The spec states under "Constructors" that "It is illegal for constructors to mutually call each other", providing a code snippet similar to the following as a showcase: class Foo { this() { this(1); } this(int i) { this(); } // illegal, cyclic constructor calls } void main() { Foo foo = new Foo(); } Yet, this code compiles fine, failing at runtime due to a stack overflow. If the compiler is not meant to detect this, the restriction seems redundant - such calls will obviously fail at runtime just as though the constructors were normal functions, which do not suffer from such a restriction. If the compiler should, however, detect this, then it is a bug that it currently does not.
There is no way, in the general case, for the compiler to detect this.
Why not? Java does it. And "this" is bound at static time, not and runtime, and at static time you have all the information needed to detect cycles.
Because this may be declared as: this(); meaning it's body appears elsewhere.

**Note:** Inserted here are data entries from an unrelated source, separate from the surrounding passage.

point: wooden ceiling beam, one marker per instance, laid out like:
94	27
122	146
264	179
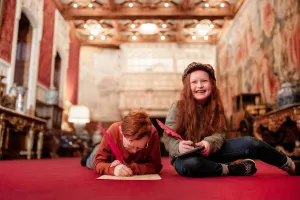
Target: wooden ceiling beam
136	13
111	5
59	5
237	6
114	43
187	5
117	27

Also, things that appear to be cycles in static analysis may not be at runtime, like recursive functions.
If it's not possible just remove it from the spec. Why was it there in the first place?
1. Java doesn't allow separate compilation of constructors. 2. Java doesn't allow any flow control before other constructors are called.
(In reply to comment #4) > If it's not possible just remove it from the spec. Why was it there in the > first place? > Some parts of the spec can be read as "The language is not required to work correctly if you do ____. If you do and "things" happen, it's your error."
Therein lies half the problem. The spec should make a clear distinction between things that are actually illegal, things that cause undefined behaviour and things that the compiler may decide are errors if it's clever enough. Moreover, I'd read "mutually calling" as meaning that a loop exists in which constructors call which others, regardless of whether the calls can actually loop at runtime.
I disagree. I think it is valid to say that something is both illegal and that it result in undefined behavior. I think that somewhere it is said, for example, that it is /illegal/ to have code depend on order of evaluation (this can't be checked, the halting problem can be found in there). Maybe the distinction should be made between things that are illegal and the compiler is required to reject and things that are still illegal but that it needn't detect.